Generally, writing isn’t something you start by drawing up a business plan.  Chances are you’ve already been writing.  You’ve found a form that you enjoy.  You’ve experimented with some things that didn’t work out.  You’ve thought about some other things that you haven’t yet touched.  You’re not starting from scratch.

So, take a look at your workload.  What projects have you done?  What projects are you doing?  What projects would you like do?  Think about where these activities might lead.

For example, I’ve been chipping away at this freelancing thing for awhile now.  I know I don’t like writing resumes or copy.  To be more accurate, I don’t like spending most of my work time trying to get clients, only to have 1/5 of my clients not pay me in full or not pay me at all.  There’s not enough love to compensate for the not enough money.  On the other hand, I do like writing articles.  I’ve written and published a small selection of articles for a variety of magazines.  I have ideas and interests and skills that will work for an even larger variety of magazines.  Some of these areas can pay very well—but not at my current level of exposure.  Others pay reasonably well at my current level, but they are markets I haven’t penetrated yet.  I have a small platform that can be strengthened and enlarged.  I can use my platform to build a readership for my autism-related work.  I can also use my platform to break into some new markets that will compensate me well enough to stop working the resume and copywriting angle.

You see, the money is a big issue for me.  It’s not that I’m greedy, but I do have a family to support and my writing is how I do that.  Parenting articles, as much as I love writing them, aren’t enough.  At $50 an article, I would need to produce more than 30 articles a month.  That’s a lot of work and would take away too much time from other pursuits.  Especially since I not only have to write the article, but I have to write the queries that get me the assignments to write the articles—and sometimes the answer is going to be no.  Sure, some parenting publications pay more than that, but it’s still not the right track for me.
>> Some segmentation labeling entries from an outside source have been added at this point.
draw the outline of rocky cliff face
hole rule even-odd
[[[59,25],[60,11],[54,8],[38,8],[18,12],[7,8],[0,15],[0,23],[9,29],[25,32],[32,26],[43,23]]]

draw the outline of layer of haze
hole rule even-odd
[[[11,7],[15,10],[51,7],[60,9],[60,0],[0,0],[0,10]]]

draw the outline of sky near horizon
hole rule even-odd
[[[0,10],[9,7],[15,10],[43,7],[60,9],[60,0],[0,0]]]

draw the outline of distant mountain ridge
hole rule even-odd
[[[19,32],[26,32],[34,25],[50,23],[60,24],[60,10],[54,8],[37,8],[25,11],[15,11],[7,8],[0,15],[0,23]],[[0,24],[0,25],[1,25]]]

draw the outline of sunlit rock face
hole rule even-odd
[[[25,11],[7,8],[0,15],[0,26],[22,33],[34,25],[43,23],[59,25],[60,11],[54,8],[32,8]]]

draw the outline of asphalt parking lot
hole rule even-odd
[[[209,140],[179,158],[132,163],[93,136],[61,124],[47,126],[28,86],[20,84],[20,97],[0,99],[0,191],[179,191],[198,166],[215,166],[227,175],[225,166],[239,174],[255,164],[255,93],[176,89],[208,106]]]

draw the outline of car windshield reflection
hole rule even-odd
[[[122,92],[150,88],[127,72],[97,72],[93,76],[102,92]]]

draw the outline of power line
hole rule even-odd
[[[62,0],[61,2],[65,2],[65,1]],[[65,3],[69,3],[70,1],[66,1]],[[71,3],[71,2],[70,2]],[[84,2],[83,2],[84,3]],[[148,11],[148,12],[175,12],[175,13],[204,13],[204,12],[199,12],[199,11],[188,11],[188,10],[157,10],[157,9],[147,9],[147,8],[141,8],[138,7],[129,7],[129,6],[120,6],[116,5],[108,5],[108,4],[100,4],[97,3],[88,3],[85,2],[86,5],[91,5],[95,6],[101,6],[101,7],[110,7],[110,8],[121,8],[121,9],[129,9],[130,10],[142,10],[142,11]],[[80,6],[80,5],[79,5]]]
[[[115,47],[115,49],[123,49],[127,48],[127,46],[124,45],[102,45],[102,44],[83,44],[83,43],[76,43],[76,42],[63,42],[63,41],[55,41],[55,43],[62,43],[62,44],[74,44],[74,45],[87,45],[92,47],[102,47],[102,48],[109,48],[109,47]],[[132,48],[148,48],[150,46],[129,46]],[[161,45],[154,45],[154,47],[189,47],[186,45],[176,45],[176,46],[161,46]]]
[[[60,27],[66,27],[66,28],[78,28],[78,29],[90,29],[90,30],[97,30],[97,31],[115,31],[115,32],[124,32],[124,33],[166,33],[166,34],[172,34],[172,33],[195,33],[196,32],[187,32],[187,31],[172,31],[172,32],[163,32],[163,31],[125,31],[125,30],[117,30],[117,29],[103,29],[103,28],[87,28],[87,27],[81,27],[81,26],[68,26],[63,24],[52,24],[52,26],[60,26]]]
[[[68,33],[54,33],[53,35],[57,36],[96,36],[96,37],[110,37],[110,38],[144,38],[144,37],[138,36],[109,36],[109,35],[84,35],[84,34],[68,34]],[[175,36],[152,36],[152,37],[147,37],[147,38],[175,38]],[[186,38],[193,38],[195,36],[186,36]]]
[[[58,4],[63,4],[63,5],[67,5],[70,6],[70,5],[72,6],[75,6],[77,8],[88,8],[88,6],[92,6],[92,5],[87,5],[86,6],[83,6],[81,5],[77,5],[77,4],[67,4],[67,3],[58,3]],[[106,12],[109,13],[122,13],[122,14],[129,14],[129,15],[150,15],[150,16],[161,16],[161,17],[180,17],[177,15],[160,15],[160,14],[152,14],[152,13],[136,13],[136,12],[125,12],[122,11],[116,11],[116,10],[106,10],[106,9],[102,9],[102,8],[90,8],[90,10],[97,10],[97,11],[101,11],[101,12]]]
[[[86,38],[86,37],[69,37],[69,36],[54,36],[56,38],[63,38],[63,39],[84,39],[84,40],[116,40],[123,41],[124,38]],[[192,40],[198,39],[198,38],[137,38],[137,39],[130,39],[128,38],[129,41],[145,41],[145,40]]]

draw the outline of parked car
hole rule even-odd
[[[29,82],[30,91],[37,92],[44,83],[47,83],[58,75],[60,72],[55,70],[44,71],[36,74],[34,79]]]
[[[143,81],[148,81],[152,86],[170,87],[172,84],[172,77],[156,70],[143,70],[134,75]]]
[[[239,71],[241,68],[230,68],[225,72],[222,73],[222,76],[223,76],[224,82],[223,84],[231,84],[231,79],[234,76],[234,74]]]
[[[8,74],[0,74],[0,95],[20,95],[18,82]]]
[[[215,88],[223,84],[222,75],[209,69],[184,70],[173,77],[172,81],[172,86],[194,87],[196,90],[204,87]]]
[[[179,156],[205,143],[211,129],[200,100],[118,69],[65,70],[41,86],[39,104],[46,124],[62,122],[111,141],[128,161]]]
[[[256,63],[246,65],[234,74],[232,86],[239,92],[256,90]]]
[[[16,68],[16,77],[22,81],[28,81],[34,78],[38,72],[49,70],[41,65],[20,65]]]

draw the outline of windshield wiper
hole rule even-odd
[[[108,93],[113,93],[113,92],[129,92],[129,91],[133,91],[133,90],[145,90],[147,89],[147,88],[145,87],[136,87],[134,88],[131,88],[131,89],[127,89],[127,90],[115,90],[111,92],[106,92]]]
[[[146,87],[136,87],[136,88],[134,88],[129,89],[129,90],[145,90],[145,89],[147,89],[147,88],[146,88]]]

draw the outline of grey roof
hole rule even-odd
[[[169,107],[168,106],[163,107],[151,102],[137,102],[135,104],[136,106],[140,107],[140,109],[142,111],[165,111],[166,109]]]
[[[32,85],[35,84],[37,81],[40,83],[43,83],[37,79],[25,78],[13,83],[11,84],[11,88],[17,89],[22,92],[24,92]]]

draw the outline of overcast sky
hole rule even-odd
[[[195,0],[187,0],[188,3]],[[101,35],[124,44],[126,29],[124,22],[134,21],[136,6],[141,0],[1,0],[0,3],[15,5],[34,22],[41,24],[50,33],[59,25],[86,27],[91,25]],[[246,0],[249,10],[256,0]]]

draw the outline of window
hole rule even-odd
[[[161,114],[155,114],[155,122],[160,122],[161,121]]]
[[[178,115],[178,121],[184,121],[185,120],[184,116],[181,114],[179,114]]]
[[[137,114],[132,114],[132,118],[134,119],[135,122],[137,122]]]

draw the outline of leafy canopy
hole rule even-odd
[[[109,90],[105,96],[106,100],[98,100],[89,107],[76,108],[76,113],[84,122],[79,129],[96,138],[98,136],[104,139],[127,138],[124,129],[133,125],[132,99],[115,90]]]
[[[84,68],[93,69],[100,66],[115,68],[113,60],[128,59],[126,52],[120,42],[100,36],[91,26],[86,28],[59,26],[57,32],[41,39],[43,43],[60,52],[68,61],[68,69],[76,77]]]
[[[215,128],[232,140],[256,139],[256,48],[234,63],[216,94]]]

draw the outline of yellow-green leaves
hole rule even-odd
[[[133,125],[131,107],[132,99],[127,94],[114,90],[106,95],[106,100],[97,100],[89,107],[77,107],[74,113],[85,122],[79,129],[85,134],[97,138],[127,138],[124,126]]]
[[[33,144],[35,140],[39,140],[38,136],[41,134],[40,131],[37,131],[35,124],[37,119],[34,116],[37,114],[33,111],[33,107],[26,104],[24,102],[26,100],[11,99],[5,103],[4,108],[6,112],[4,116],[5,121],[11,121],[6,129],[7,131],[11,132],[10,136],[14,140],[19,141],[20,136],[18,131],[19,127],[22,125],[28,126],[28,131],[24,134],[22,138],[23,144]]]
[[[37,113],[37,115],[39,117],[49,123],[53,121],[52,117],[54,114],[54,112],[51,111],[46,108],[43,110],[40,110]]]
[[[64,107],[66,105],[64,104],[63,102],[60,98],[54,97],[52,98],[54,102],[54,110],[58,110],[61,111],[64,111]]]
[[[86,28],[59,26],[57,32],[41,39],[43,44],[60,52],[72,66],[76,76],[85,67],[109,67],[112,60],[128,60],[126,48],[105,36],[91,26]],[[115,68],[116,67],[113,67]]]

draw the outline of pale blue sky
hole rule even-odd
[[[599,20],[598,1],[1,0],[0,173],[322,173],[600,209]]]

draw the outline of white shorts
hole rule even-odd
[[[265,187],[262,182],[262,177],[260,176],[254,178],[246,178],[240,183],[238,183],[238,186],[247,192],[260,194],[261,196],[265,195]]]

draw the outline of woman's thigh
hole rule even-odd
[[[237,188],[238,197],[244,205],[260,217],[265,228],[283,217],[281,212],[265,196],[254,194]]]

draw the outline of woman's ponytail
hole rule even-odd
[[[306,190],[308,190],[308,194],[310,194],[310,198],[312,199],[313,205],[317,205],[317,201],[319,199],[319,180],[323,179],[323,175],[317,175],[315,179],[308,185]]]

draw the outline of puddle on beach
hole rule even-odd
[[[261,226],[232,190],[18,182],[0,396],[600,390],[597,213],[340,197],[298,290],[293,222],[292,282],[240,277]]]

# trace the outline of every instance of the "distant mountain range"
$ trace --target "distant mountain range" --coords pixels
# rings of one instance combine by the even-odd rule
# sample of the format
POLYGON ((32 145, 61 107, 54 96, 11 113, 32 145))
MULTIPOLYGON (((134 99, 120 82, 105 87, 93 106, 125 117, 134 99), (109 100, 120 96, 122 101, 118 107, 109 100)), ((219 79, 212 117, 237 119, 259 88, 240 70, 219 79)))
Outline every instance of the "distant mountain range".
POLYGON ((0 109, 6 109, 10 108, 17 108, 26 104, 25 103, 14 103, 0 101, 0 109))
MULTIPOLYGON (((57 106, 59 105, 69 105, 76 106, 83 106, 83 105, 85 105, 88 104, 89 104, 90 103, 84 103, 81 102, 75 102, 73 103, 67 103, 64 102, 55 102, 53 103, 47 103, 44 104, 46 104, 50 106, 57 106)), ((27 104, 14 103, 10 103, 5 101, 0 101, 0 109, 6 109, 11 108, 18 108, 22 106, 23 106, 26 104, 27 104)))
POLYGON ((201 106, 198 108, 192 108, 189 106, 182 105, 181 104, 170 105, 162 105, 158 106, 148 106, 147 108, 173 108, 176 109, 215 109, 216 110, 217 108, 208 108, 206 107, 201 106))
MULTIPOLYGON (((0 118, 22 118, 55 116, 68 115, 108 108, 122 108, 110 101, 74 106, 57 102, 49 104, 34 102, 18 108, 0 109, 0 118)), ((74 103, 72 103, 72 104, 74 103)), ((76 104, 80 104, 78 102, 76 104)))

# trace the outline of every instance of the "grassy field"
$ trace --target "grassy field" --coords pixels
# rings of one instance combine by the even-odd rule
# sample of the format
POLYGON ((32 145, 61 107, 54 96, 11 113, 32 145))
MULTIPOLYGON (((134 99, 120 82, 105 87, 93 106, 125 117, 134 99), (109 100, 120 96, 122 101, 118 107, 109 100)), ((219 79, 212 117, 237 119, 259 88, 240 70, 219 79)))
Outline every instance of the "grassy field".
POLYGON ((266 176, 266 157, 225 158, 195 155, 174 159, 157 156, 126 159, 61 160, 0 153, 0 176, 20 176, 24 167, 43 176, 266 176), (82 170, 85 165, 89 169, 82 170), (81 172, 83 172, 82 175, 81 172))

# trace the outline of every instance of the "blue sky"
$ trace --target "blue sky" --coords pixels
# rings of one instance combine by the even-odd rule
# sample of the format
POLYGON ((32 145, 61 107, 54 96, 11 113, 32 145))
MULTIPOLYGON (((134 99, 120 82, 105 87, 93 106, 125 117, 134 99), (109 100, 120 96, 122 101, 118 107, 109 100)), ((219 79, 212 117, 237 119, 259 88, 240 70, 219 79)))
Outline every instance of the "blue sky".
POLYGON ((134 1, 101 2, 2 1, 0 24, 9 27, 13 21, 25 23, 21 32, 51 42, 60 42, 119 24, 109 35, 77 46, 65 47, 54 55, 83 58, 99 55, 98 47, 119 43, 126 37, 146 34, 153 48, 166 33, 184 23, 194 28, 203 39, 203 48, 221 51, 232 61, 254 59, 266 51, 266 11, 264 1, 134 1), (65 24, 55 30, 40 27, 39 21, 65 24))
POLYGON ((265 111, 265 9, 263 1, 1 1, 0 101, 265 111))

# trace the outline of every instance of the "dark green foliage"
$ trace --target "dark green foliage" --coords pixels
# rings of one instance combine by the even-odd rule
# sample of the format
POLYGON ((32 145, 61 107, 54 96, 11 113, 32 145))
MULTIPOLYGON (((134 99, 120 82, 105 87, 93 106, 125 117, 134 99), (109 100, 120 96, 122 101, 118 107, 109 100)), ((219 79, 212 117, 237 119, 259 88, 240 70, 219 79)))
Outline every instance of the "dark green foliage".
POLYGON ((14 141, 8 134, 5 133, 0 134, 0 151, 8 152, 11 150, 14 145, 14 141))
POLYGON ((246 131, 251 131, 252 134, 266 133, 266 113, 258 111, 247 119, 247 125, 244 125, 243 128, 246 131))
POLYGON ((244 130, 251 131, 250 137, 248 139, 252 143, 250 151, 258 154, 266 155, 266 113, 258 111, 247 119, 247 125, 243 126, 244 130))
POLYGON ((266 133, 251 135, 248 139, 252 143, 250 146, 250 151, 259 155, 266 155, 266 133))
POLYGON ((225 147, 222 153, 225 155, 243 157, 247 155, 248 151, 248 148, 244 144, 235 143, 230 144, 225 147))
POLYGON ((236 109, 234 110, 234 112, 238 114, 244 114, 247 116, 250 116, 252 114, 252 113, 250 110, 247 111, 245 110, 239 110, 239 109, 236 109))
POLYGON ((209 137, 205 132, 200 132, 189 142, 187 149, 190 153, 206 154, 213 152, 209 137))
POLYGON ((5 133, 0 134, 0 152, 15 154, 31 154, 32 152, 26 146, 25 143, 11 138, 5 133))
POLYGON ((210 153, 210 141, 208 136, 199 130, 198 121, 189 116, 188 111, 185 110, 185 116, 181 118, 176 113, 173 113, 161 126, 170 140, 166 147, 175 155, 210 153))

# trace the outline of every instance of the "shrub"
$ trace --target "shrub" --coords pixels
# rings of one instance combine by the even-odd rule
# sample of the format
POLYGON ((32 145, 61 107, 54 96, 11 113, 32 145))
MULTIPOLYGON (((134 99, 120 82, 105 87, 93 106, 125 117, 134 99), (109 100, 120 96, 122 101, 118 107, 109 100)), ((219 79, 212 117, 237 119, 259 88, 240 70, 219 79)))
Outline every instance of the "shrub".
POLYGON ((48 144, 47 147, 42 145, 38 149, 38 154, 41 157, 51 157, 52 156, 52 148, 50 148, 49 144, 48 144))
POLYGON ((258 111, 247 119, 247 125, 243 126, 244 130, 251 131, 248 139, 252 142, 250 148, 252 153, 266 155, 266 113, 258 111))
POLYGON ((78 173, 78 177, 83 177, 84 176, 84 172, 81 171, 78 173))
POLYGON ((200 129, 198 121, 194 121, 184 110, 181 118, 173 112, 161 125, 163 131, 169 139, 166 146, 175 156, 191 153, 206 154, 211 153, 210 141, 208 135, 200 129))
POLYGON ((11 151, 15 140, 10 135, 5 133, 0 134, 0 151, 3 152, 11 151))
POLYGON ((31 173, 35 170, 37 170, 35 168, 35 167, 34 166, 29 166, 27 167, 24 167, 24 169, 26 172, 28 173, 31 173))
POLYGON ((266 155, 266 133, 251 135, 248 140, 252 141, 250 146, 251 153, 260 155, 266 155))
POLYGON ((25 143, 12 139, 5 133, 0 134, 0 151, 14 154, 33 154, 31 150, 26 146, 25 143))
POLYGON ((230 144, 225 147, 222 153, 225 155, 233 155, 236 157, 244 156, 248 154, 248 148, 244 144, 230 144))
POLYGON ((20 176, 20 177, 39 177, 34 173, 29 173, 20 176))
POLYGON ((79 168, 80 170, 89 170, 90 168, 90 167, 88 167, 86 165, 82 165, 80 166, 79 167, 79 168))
I have a business degree.  I enjoy writing about business.  I especially enjoy helping small-business owners become more profitable business owners, which is why I got into the specific niche of copywriting that I did.  But I don’t want to rely on business clients.  That leads me to trade publications.  I can earn $250 per article, and write only 6 articles per month.  That’s much better.

But, it doesn’t have to be one or the other.  If I can get what I need with only 6 assignments, then that will leave time for parenting articles and entering other markets and still leave time for my book work.

This is one way to look forward and see where it will get you.  Don’t think only about what you’ve done, but consider what you could do.  Do the math.  Explore different genres, different markets, and different areas of expertise.  What do you need to help you achieve your goals?  How many goals can you achieve doing one thing?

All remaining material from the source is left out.